They may not be households words yet, but grains like freekeh, farro and quinoa, are becoming more popular as health-conscious consumers rediscover these ancient foods.

Used for centuries by different cultures, many of these grains are finding a new place in the American diet, largely because they are loaded with vitamins, minerals and other nutrients. Some of the grains are also gluten-free and can be ground into flour.

The grains blend easily into everyday meals, like salads, side dishes and baked goods.

At Sierra Nut House in north Fresno, Calif., owner JoAnn Sorrenti has long been a believer in the ancient grains. She stocks several types, including quinoa, freekeh and bulgur.

"I tried selling these 35 years ago and nobody bought them," Sorrenti says with a laugh. "Now, things have really turned around."

The shop’s bistro regularly uses grains in its salads and recently, Chef Adrianna Oropeza prepared two grain salads: freekeh with orange and fennel; and quinoa and pumpkin.

"What I like about these grains is that not only are they healthy and good for you," Oropeza says. "But you can also mix them in with seasonal fruits and vegetables."

Oropeza says the grains vary in texture and are somewhat chewy and nutty in flavor. And cooking grains is not as difficult as you may think.

"In a lot of ways, it is just like cooking rice," she says. "You cook it until the water is absorbed."

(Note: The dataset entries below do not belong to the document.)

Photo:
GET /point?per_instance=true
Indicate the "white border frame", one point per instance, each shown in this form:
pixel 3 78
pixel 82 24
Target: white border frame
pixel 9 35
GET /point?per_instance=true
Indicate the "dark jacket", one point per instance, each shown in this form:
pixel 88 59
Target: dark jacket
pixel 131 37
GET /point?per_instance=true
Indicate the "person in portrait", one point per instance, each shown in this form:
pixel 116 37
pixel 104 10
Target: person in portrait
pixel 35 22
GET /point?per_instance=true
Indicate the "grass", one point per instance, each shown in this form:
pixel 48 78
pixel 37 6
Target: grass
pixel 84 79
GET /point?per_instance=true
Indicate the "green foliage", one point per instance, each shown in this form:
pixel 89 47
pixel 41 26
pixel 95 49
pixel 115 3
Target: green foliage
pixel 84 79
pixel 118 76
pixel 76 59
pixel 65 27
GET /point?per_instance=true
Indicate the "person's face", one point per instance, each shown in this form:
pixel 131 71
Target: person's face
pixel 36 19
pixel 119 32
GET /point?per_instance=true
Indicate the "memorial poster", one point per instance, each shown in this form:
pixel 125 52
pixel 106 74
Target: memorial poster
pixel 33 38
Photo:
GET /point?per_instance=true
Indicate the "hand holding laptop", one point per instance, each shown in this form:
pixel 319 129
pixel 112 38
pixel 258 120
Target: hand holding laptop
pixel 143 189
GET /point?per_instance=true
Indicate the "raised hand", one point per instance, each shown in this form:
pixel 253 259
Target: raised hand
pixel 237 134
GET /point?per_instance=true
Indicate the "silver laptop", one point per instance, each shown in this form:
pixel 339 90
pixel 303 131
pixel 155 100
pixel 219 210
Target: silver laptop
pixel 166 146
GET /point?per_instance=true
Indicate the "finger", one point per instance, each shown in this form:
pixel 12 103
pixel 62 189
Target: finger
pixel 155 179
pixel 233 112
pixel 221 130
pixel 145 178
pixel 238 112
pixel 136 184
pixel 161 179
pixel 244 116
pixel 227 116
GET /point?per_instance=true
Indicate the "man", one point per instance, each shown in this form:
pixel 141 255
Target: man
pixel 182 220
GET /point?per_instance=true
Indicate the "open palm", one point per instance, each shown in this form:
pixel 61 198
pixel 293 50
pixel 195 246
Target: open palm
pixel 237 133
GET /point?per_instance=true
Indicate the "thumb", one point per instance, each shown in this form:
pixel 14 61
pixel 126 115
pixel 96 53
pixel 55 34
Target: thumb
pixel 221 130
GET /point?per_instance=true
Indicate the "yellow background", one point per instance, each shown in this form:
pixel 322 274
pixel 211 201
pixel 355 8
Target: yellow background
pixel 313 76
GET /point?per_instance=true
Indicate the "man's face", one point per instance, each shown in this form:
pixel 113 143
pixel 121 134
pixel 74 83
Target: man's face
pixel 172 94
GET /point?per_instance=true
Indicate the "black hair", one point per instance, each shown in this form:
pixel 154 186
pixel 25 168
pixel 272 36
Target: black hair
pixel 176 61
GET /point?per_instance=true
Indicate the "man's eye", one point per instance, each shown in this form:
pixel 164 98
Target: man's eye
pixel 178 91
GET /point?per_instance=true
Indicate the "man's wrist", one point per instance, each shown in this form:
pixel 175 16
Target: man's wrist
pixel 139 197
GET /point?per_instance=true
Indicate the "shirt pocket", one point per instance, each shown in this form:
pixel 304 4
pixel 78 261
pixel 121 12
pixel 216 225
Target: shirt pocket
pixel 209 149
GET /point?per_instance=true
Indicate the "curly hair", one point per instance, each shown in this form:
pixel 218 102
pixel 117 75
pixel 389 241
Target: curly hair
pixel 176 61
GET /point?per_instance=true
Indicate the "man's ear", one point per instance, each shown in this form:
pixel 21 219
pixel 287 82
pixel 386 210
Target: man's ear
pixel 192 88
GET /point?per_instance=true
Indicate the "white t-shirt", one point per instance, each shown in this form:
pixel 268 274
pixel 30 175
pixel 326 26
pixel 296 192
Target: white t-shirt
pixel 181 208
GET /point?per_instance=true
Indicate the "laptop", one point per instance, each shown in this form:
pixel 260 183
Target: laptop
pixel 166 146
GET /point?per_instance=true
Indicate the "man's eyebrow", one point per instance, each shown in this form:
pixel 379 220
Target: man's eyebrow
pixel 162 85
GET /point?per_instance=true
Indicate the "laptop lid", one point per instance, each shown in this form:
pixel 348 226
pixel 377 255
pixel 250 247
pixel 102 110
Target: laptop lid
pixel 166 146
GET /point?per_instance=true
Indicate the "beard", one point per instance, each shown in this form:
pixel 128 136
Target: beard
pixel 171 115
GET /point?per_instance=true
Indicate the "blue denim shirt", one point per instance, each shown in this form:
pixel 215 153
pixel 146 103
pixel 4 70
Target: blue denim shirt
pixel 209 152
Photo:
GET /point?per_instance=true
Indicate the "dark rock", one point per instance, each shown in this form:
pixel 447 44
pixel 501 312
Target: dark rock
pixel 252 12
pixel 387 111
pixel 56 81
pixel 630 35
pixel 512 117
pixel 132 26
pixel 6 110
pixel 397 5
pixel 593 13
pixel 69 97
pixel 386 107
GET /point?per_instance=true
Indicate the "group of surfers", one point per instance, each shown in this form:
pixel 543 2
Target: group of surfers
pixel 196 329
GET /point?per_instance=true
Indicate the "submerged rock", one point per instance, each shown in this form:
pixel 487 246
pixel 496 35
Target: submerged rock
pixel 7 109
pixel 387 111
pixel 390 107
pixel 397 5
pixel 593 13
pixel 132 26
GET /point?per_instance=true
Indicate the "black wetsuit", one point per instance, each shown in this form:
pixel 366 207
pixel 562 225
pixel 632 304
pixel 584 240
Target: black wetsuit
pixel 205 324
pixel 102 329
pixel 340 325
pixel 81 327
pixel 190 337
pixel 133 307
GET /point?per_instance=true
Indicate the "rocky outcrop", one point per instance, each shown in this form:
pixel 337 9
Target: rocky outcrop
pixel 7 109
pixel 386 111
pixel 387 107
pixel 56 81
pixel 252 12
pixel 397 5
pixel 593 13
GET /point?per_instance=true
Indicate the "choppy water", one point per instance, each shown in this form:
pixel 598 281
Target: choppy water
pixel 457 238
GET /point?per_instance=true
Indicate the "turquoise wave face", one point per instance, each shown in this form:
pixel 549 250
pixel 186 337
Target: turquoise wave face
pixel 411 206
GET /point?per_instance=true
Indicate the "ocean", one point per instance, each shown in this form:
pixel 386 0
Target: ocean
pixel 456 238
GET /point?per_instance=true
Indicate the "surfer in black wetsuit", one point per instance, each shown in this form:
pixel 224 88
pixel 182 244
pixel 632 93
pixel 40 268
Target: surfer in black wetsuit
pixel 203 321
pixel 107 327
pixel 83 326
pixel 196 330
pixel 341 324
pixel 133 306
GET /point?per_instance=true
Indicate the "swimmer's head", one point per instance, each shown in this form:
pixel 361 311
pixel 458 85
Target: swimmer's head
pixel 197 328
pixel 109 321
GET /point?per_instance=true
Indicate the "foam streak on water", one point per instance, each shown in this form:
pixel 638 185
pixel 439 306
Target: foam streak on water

She likes to cook grains with chicken broth for added flavor. And at home, she adds quinoa in her salads and soups.

Nutritionists say the ancient grains have stood the test of time for a reason. Amaranth has long been used in Mexico and contains more than three times the average amount of calcium. It is also high in iron, magnesium and is gluten-free. Cooked amaranth has a slight crunch, but remains soft on the inside.

Barley and bulgur are fiber rich at 17 percent and 20 percent. They are also easy to cook and are high in antioxidants, vitamins and minerals. Quinoa is a complete protein and is loaded with iron, vitamin B2 and manganese.

Freekeh is a wheat that has been harvested early and is roasted. It’s high in fiber and has a low glycemic index, making it attractive to diabetics. It has a similar flavor to bulgur with a firm, chewy texture.

Farro is prized for its nutty, cashew-like flavor, and is high in protein and calcium.

As chefs and home cooks are catching on to the grain craze, a few California farmers are also trying their hand at growing the crops.

Victoria Martinez of Ancient Grains Farm in Temecula, Calif., has planted amaranth, quinoa and chia. The family run farm was launched last year and is harvesting its first crop this fall.

"We see the demand and we understand the health benefits," Martinez says. "And as more people learn how to use the ancient grains and seeds, we will see even more of a demand."

Martinez cooks a large pot of quinoa at the beginning of the week and uses its in stir fry dishes, salads and mixed in with greens. She also eats warm quinoa for breakfast by adding coconut milk, agave syrup and a stick of cinnamon, nuts and fruit.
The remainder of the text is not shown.